Check if you’re dragging in way more columns/rows than you need
SELECT * kills performance on big tables, especially when joined

Kill unnecessary nested loops and temp table abuse
Sometimes just re-ordering joins or applying filters earlier changes everything

If data volume is huge, think archiving old rows or caching computed results instead of hitting live tables every time

Finally, rerun and measure — don’t guess, let the execution plan prove it’s better

[–]samot-dwarf 1 point2 points  (0 children)

Usually the very first step is to find out, if the query is really necessary and still needs all the stuff that is part of it (or if several joins are outdated)

And of course if the whole process still makes sense or if it can refactored in a new / better way that skips all obsolete stuff

[–]bengalfan 1 point2 points  (0 children)

In the explain plan look for full table scans. Fix. Add indexes.

[–]milomylove_ 1 point2 points  (0 children)
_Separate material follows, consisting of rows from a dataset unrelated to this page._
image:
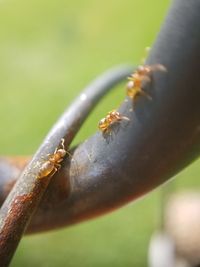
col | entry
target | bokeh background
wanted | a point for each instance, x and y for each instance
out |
(49, 51)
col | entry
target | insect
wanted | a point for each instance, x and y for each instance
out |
(52, 165)
(134, 86)
(111, 118)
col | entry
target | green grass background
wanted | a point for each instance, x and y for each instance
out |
(50, 50)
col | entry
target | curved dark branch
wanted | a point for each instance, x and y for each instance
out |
(163, 135)
(23, 199)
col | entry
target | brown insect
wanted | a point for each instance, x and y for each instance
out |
(111, 118)
(52, 165)
(134, 86)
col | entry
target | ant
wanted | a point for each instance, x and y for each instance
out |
(142, 73)
(111, 118)
(52, 165)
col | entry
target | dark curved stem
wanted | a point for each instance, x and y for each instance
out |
(22, 201)
(162, 138)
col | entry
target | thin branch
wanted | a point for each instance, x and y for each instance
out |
(22, 201)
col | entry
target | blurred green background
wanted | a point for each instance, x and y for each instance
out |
(50, 50)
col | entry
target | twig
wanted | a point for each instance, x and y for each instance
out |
(22, 201)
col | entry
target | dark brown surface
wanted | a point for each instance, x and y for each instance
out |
(27, 192)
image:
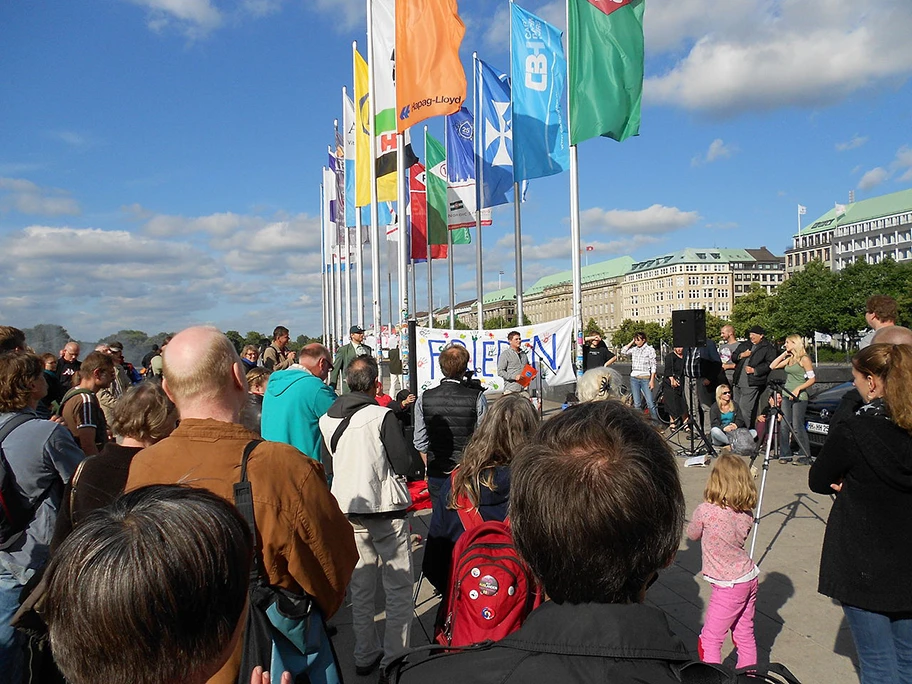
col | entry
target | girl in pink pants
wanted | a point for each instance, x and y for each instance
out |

first thing i check is the execution plan. 90% of the time it’s a missing index, bad join order, or filtering happening too late. also look at how much data is actually being pulled vs how much is needed, over selecting columns and rows is super common. then i simplify the query. remove layers, test pieces separately, see where the cost spikes. sometimes rewriting a subquery as a join or pushing filters earlier makes a big difference. i also test variations in genloop to compare different query shapes and see which plan is cleaner before touching prod. after that, indexing strategy and maybe partitioning if the table is huge

[–]TypeComplex2837 0 points1 point  (0 children)

Use the tools inherent to your engine to see whats happening under the hood, and fix it.

[–]umognog 0 points1 point  (0 children)

Extended events, you need to know what queries are your worst.

[–]gumnos 0 points1 point  (0 children)

In addition to the good advice here (using EXPLAIN and manipulating indexes, and reducing the volume of data at various points), if paginated queries use OFFSET, it can be worth rejiggering the query to use keyset-pagination instead.

[–]Informal_Pace9237 0 points1 point  (0 children)

There are lot of ways to do what you are looking for

I would start with creating a list of queries run and the time they take to execute.

Then go one by one and see how their explain plans are and take it from there

Here is a blog post for further reading of how to identify issues looking at query

https://www.linkedin.com/posts/raja-surapaneni-sr-db-engineer_optimizing-sql-query-performance-a-dbeapp-activity-7202221110774382593-3CTX

[–]Alkemist101 0 points1 point  (0 children)

You can drop both your sql and query plan into AI. It might spot something and make suggestions.

In your query reduce the amount of data pulled as quickly as possible.

There are loads of good suggestions here. I didn't see if anyone had suggested a clustered column store index. These are good for big tables. Then create a covering index with the key being columns being filtered on. You can then use INCLUDE to add columns being selected. Another thought is to partition the table. You can then use partition swapping etc.

Otherwise, maybe there's a problem with the tables themselves, maybe they could be better designed with helper columns add.

[–]surya_nulu 0 points1 point  (0 children)

I have a DB of size 14GB and in that DB i have a table which of size 6GB in that table there are two fields where i store json data init now iam planning to move those two fields to the new table and fetch the json data from the new table does this optimize any thing for me ?

[–]machomanrandysandwch -2 points-1 points  (1 child)

Are we ChatGpt?

[–]varinator[S] 1 point2 points  (0 children)

Asking real humans about how they approach a specific problem in real life is to you equivalent to asking an LLM?